Qual è la decorrenza dei giorni di permesso per lutto?
L’art.47 del CCRL prevede, al comma 1, che il dipendente, in caso di “lutti per coniuge
o convivente stabile, parenti entro il secondo grado ed affini di primo grado”, ha diritto
di assentarsi nell’anno solare per tre giorni per evento, senza precisarne la decorrenza.
In assenza di una specifica previsione contrattuale, si ritiene che per le modalità di
fruizione di tali permessi possa correttamente farsi riferimento alla disciplina contenuta
nel “Regolamento recante disposizioni di attuazione dell’articolo 4 della legge 8 marzo
2000, n.53, concernente congedi per eventi e cause particolari” adottato dal Ministro
per la Solidarietà Sociale di concerto con i Ministri della Sanità, del Lavoro e della
previdenza sociale e per le Pari Opportunità con il Decreto n.278 del 21 luglio 2000.

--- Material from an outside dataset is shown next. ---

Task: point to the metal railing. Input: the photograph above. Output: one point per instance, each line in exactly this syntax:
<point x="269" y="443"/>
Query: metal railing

I permessi retribuiti per eventi particolari quali il decesso del coniuge, di parenti o affini
sono disciplinati dai commi 2 e 3 dell’art.1 del suddetto Regolamento ove è stabilito, in
particolare, che il dipendente deve previamente comunicare al datore di lavoro
“l’evento che dà titolo al permesso” - da documentare comunque con la relativa
certificazione - e “i giorni nei quali esso sarà utilizzato”, che “i giorni di permesso
devono essere utilizzati entro sette giorni dal decesso” ed infine che “nei giorni di
permesso non sono considerati i giorni festivi e quelli non lavorativi”.
E’ possibile applicare l’istituto dei permessi retribuiti, disciplinato dall’art. 47 del
CCRL del comparto non dirigenziale, all’assenza dal servizio di un dipendente
nominato componente del consiglio di amministrazione di un consorzio
interregionale per partecipare alle riunioni dello stesso?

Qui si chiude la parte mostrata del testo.